Interesting developments over at Eurogamer. Their reasoning seems sound, or rather, it works well for what they're trying to accomplish.
Rule #2: Double-tap
So instead of people bickering about a score "This review sounded more like 4.23 to me!", "An 8? They've obviously been paid by the publishers!" they'll be saying "This review didn't sound like a Recommended to me!" or "Recommended? They've obviously been paid by the publishers!"
Good on them getting away from 'relative' scoring. Their new format almost sounds like how we've run a few reviews here at Tap; no score with a summarising statement at the top. Ultimately I wish writers/reviewers/critics would have more confidence in their words and less on a stamp or number. I do prefer a stamp over a number unless said number is just a way of saying 'I loved (5)/hated (1) this, other stuff be damned' which is how I used to score before deciding to leave it out.
While they did have scores, I always used to trust the "Editor's Choice" stamp of PC gamer in the '90s and early '00s. I like it, it's a simple idea and I think it can stand on its own without numbers. But numbers aren't inherently bad either .. the scale has just become so convoluted that they're totally unhelpful. For examples of people applying scores honestly and spanning their whole scale I would say see the following: Tom Chick, Tevis Thompson (he's still a bit of an arse, I think), Tap-Repeatedly!
If being wrong's a crime I'm serving forever
Good for Eurogamer, says I. This can't have been an easy decision. Being delisted from Metacritic is devastating to traffic, but Metacritic is part of the problem given its policies for how it handles such content. I've always been impressed with Eurogamer's writing, which generally stands on its own.

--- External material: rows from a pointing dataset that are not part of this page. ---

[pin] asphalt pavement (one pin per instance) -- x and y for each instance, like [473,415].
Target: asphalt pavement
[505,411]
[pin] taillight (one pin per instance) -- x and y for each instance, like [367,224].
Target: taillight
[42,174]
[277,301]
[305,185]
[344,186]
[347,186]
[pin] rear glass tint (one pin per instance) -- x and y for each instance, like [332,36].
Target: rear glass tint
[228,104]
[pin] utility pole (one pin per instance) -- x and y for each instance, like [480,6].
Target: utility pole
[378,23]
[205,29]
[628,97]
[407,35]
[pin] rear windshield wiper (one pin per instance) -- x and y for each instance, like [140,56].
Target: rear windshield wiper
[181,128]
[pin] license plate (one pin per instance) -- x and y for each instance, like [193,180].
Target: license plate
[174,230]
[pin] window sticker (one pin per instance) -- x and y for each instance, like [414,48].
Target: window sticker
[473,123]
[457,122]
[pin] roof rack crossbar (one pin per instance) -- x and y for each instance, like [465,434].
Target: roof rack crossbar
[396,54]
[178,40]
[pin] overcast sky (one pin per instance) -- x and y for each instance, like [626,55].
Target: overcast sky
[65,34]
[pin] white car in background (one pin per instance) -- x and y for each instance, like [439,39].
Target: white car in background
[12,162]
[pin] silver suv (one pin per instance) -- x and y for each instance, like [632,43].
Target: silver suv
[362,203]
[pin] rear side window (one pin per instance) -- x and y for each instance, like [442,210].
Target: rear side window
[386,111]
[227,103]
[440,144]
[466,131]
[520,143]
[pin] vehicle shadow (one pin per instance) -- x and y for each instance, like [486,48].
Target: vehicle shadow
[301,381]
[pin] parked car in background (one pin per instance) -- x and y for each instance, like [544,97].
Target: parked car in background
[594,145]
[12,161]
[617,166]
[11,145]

Scores are nice if you know what you're looking for and you want a quick reference. If you're looking for an average critical impression of something. If you're only tangentially interested in the product and don't want to read a whole review. Scores are fine for all that, but the system is messed up and untrustworthy. And, frankly, we have some really good writers in the game journalism world, writers whose words should be read. It's a disservice to their work if readers glean everything from a handful of numbers but ignore the arguments as to why those numbers are what they are.
Life is the misery we endure between disappointments.